O filme discute pontos de vista de diferentes assuntos: amor, paixão, detalhes, relação racional e a possível efemeridade do sentimento numa coleção de pequenas histórias e momentos da vida. E isso é bem representado na conversa que acontece em um almoço na casa dos anfitriões gregos de Jesse e Celine, que estão passando alguns dias de férias no país. As várias gerações conversando é uma discussão do assim dito papel do homem e da mulher na sociedade, que o diretor também mostra poeticamente enquanto Jesse e seus amigos homens estão conversando do lado de fora sobre literatura e Celine e as outras mulheres da casa estão preparando o almoço. E se existia alguma dúvida na qualidade da dupla de protagonistas, essa cena acaba com ela, principalmente quando Celine interpreta uma “vadia burra”. É um show dentro de sua própria performance, que já está maravilhosa.

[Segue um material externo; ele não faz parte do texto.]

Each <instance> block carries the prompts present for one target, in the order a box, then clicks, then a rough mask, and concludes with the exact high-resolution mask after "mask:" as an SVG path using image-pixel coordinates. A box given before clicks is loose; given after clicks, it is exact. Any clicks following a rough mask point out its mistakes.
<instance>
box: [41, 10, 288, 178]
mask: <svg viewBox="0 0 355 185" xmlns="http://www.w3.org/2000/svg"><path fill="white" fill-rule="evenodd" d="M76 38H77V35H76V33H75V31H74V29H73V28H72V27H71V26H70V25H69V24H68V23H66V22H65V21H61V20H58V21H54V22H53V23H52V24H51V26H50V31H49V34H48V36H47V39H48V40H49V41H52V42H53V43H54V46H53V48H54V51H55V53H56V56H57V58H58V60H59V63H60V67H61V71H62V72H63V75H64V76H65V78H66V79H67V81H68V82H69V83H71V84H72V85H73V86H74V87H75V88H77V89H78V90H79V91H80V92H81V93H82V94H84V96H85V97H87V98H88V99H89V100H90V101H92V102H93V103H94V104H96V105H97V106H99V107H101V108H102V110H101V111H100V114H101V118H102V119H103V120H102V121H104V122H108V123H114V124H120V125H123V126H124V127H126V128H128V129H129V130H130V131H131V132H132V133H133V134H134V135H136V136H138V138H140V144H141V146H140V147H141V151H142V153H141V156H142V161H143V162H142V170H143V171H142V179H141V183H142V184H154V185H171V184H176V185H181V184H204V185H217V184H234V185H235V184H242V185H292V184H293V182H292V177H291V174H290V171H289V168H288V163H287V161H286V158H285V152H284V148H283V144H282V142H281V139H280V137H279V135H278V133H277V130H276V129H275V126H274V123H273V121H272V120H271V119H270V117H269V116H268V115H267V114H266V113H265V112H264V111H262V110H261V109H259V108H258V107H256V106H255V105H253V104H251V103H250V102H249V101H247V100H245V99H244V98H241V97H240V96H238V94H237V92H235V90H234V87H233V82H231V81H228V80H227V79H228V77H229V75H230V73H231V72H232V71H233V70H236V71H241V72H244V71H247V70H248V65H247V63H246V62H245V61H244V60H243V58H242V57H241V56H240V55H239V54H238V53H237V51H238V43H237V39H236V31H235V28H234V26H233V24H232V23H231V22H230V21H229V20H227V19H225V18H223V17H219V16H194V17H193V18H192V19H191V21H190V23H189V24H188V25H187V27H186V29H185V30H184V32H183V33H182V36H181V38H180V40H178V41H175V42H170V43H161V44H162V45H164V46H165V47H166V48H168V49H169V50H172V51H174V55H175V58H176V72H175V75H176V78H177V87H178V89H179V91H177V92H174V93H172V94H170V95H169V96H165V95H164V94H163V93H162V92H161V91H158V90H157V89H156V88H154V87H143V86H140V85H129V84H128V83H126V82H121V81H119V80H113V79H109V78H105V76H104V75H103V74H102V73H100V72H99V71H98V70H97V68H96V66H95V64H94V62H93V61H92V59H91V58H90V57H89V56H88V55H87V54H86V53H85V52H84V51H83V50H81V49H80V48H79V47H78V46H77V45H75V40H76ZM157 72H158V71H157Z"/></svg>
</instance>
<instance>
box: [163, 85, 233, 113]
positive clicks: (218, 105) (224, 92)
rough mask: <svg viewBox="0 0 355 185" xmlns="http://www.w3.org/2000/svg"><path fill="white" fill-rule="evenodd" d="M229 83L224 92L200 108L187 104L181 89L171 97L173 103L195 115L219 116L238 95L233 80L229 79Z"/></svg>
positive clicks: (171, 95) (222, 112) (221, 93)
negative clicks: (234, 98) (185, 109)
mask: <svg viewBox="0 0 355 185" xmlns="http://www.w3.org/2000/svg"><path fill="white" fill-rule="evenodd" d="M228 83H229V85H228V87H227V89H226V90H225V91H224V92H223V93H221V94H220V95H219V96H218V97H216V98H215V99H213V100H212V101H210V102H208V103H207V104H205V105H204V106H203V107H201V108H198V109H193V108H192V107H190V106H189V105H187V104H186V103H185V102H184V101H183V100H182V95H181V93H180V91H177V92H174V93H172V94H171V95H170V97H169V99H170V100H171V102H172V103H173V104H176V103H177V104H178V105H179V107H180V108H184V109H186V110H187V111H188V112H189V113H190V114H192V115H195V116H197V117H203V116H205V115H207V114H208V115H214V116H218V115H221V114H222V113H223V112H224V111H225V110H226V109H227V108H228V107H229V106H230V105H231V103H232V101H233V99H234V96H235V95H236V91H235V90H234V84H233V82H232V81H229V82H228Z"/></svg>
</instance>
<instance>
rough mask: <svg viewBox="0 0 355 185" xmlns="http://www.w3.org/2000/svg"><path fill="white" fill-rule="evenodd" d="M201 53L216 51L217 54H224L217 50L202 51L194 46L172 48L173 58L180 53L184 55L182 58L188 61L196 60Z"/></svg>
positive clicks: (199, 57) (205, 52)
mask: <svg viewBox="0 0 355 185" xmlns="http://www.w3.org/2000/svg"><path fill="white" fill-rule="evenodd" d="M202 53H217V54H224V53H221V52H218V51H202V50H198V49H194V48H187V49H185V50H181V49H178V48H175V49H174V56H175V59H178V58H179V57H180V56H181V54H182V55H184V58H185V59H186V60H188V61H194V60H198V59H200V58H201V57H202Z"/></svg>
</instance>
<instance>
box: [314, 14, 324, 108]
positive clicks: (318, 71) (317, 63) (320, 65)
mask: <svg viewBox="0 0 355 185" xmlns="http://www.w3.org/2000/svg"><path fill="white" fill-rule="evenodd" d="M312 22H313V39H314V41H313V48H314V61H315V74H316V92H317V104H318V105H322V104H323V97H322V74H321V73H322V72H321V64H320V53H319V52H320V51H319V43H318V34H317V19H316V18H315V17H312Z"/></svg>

O diretor explora a falta de trilha sonora para reforçar a ligação com a vida e a realidade, mas pequenas inserções musicais muito inspiradas e interpretadas por Graham Reynolds servem de entreatos de uma situação para outra, um intervalo para o próximo arco. E enquanto acompanhamos o casal andando e conversando, os espectador ganha diálogos fantasticamente construídos e um curto vislumbre do cenário grego, passando por praias, ruas pequenas e aconchegantes, praças e o povo. E o trio de roteiristas é bem corajoso também ao fazer uma cena dentro de uma minúscula igreja ortodoxa e filmar um ato que pegará meio mundo de surpresa – e a outra metade provavelmente ficará com vontade de esganar qualquer um que tenha produzido o filme.
É incrível como é criada a identificação com os personagens. Nos primeiros momentos do filme, Jesse vai deixar o filho no aeroporto para que ele viaje de volta para a casa da mãe – e notem que nesse momento os dois compartilham um tristonho azul nos figurinos – e depois que o jovem atravessa o portão de embarque, o pai fica esperando um último tchau, uma última olhada como sinal de carinho. E quando isso não acontece, dói. Tanto em Jesse quanto na audiência. Também acontece com Celine quando sofremos com sua explosão por causa do medo que ela tem de se tornar uma mulher comum ou submissa, um pensamento comumente ocidental, mas o marido não compartilha desse estereótipo. Sem amarras e sem ninguém além deles dois para discutir, os diálogos são sinceros e também machucam ambos.
Antes da Meia-Noite deve ter sido visto como muito pretensioso. Apesar de não ter lido nenhuma declaração dessas em entrevistas, existe um diálogo em que Jesse diz que o seu novo livro teria sido taxado com o mesmo adjetivo que usei no começo deste parágrafo. A frase não esta lá solta, e os planos sequencia e a duração – com 109 minutos, é um filme mais longo do que seus antecessores que tem 100 e 80 minutos respectivamente – são a prova alguém pode ter dito isso aos três (ou pura alucinação minha). Mas nada poderia ser mais longe da verdade. É um filme com tantos aspectos positivos, e feito com tanto carinho e coragem – que outra expressão usar quando Julie Delpy se deixa filmar seminua aos 40 anos? – que é gratificante fazer parte dessa experiência que já dura dezoito anos. Talvez seja a última vez que veremos Jesse e Celine compartilhando suas vidas conosco. Se for assim, devemos agradecer ao trio pela viagem.
Antes da Meia-Noite concorre ao Oscar 2014 na categoria Melhor Roteiro Adaptado (Richard Linklater, Julie Delpy e Ethan Hawke).